My brain started to drown in what-ifs. Timing belt? Fuel pump? Satan? I signaled with my hazards and flashed the brakes as though to indicate: Hey, I need help. The car behind me continued to slow down as I coasted dead to the shoulder of the road, and I was feeling thankful that this jerk might end up being my savior. Instead, I heard only engine noise and exhaust as the driver flew right past me as my car crawled to a stop.

I stepped outside and saw the fog stuck between the trees like cobwebs. It was thick, dark, and beautiful. It occurred to me then that 90 percent of the bears in Michigan live in the U.P., and there I sat, stranded, like a spilled bowl of honey.

Obvious signs like oil or other fluids were missing, so I popped the hood and smelled that weird stink that electrical stuff makes when it burns. It was coming from the box of fusible links. Fusible links are like big fuses that connect major electrical components, and rather than burn your entire car to its valve stems, they sacrifice themselves in the event something goes wrong. The fusible link marked IGN for ignition was scorched like the last curly fry at the bottom of an Arby's container.

I started walking back toward Shingleton, hoping the next thing that I crossed paths with had really small teeth and hated the taste of people. I thought about the fact that everything from my dorm room was also stranded in the 300ZX: my Type 1 diabetes medical equipment. My clothes. My television. But most important, my PlayStation.

A vehicle was moving my way: a mid-'90s Pontiac Trans Sport. I reluctantly held my thumb out. It's a van that can accommodate up to seven people, but when you see one, you wonder if that's seven people in seats, or two columns of people stacked vertically.

It signaled and pulled over. I walked to the passenger side of the van and got in. My heart dropped.

There, atop the mini shelf on the dashboard of this creepy Pontiac van, sat a new-in-the-box fusible link from NAPA. "Dude, I need this," I told the guy before saying hello or explaining anything. The man piloting this portable-vacuum-shaped van told me he was an electrical engineering student from Michigan Tech University. I was, in a word, stoked.

He was not interested in my 300ZX at all.

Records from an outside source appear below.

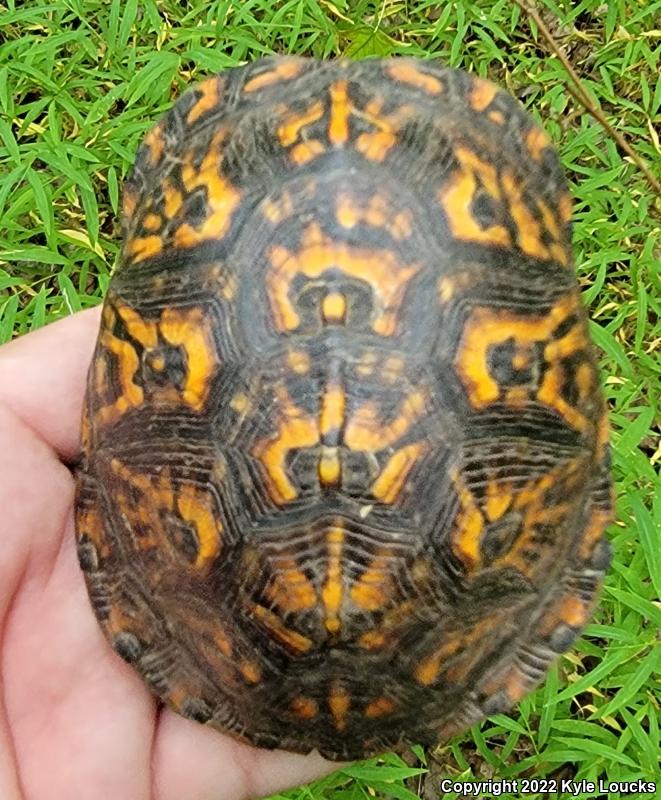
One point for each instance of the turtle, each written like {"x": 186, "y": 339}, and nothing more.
{"x": 345, "y": 463}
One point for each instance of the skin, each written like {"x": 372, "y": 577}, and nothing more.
{"x": 75, "y": 721}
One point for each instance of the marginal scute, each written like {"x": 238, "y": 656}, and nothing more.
{"x": 345, "y": 471}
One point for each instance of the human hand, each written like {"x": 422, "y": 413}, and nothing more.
{"x": 76, "y": 722}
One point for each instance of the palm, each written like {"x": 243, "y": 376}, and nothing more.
{"x": 77, "y": 722}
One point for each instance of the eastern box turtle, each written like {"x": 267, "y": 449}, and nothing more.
{"x": 345, "y": 471}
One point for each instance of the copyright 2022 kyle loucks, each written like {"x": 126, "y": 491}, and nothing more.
{"x": 563, "y": 788}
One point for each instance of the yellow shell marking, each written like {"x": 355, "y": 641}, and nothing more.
{"x": 333, "y": 589}
{"x": 289, "y": 132}
{"x": 488, "y": 327}
{"x": 388, "y": 486}
{"x": 190, "y": 330}
{"x": 222, "y": 197}
{"x": 340, "y": 110}
{"x": 469, "y": 525}
{"x": 377, "y": 212}
{"x": 196, "y": 506}
{"x": 304, "y": 707}
{"x": 294, "y": 429}
{"x": 373, "y": 589}
{"x": 339, "y": 703}
{"x": 380, "y": 269}
{"x": 379, "y": 707}
{"x": 457, "y": 196}
{"x": 272, "y": 622}
{"x": 290, "y": 589}
{"x": 334, "y": 308}
{"x": 184, "y": 500}
{"x": 365, "y": 431}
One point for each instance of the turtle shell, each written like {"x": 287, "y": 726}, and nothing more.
{"x": 345, "y": 473}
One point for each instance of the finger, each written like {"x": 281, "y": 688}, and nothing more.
{"x": 75, "y": 711}
{"x": 196, "y": 763}
{"x": 42, "y": 378}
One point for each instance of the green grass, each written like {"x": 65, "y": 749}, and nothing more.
{"x": 82, "y": 80}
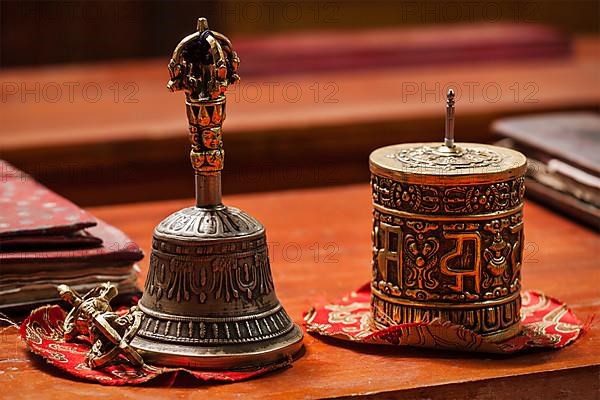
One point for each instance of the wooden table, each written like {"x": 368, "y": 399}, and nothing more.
{"x": 561, "y": 259}
{"x": 130, "y": 142}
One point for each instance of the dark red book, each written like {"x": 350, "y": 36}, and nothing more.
{"x": 30, "y": 209}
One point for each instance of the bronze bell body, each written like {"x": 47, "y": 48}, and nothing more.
{"x": 209, "y": 299}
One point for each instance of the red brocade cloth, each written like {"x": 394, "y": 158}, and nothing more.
{"x": 43, "y": 333}
{"x": 545, "y": 323}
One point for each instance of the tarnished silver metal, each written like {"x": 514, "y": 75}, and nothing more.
{"x": 109, "y": 333}
{"x": 209, "y": 299}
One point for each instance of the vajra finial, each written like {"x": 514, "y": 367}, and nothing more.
{"x": 109, "y": 332}
{"x": 203, "y": 65}
{"x": 449, "y": 135}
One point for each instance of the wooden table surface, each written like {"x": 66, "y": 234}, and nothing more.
{"x": 561, "y": 259}
{"x": 132, "y": 138}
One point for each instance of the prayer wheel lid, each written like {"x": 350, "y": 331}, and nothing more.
{"x": 447, "y": 162}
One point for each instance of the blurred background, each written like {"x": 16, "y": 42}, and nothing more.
{"x": 85, "y": 109}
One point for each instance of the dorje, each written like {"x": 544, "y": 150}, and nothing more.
{"x": 448, "y": 234}
{"x": 209, "y": 299}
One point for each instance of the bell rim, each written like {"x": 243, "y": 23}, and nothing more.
{"x": 238, "y": 356}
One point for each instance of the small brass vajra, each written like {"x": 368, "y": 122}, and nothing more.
{"x": 109, "y": 332}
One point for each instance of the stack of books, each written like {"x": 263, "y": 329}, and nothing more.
{"x": 563, "y": 156}
{"x": 45, "y": 241}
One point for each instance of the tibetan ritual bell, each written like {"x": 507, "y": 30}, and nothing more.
{"x": 209, "y": 299}
{"x": 448, "y": 234}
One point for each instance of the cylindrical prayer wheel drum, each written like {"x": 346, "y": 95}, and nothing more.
{"x": 448, "y": 235}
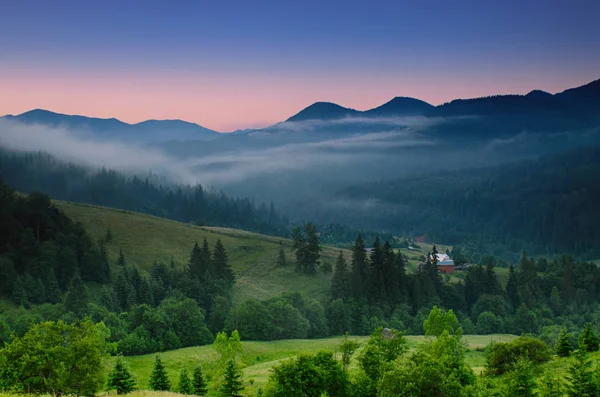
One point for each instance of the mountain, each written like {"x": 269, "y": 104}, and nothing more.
{"x": 112, "y": 129}
{"x": 323, "y": 111}
{"x": 400, "y": 106}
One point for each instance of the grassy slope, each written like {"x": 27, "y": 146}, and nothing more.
{"x": 145, "y": 239}
{"x": 258, "y": 357}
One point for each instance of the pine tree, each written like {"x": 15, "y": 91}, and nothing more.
{"x": 281, "y": 260}
{"x": 19, "y": 293}
{"x": 581, "y": 375}
{"x": 588, "y": 339}
{"x": 220, "y": 263}
{"x": 563, "y": 346}
{"x": 159, "y": 381}
{"x": 339, "y": 280}
{"x": 232, "y": 386}
{"x": 76, "y": 298}
{"x": 185, "y": 383}
{"x": 512, "y": 290}
{"x": 359, "y": 268}
{"x": 120, "y": 379}
{"x": 121, "y": 260}
{"x": 52, "y": 288}
{"x": 198, "y": 382}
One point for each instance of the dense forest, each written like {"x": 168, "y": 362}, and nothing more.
{"x": 500, "y": 209}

It could have been a DeLorean, for all he cared. He spent a few minutes scanning the engine bay, as I blabbed about the 3.0-liter V-6 being an interference engine, and the two Z's I had in high school, one of them turbo. Not even an "uh-huh." Then he said, "Oh, that's why." The previous owner had replaced the clutch fan, which would normally bolt to the water pump and cool the engine, with electric fans from a Ford Taurus. It's a common modification to the Z because Taurus parts are cheap. He showed me that the relay for the fans was wired backward, and this wire here needed to go to that tab there. He asked me: "Does the power switch for these ever get warm?" I said, "Oh yeah, all the time." Oh, that's why. Unfortunately, neither of us had a crimping tool or crimp terminals, which meant that fusible link he magically had was useless.

Photo credit: Car and Driver
Photo credit: Car and Driver

This fellow college student drove me 45 minutes in the opposite direction he was traveling, so we could wait 20 minutes for a parts store to open. We got what we needed and drove 45 minutes back to my stranded car to begin roadside repair. The crimping tool we purchased was junk and immediately bent out of shape on the first crimp attempt. So there we were, on the side of the roadway, using a rock and a hammer to crimp wires together. We also added an inline fuse between the relay and the fusible link to prevent this from ever happening again. Everything was beaten back together, and the car fired up.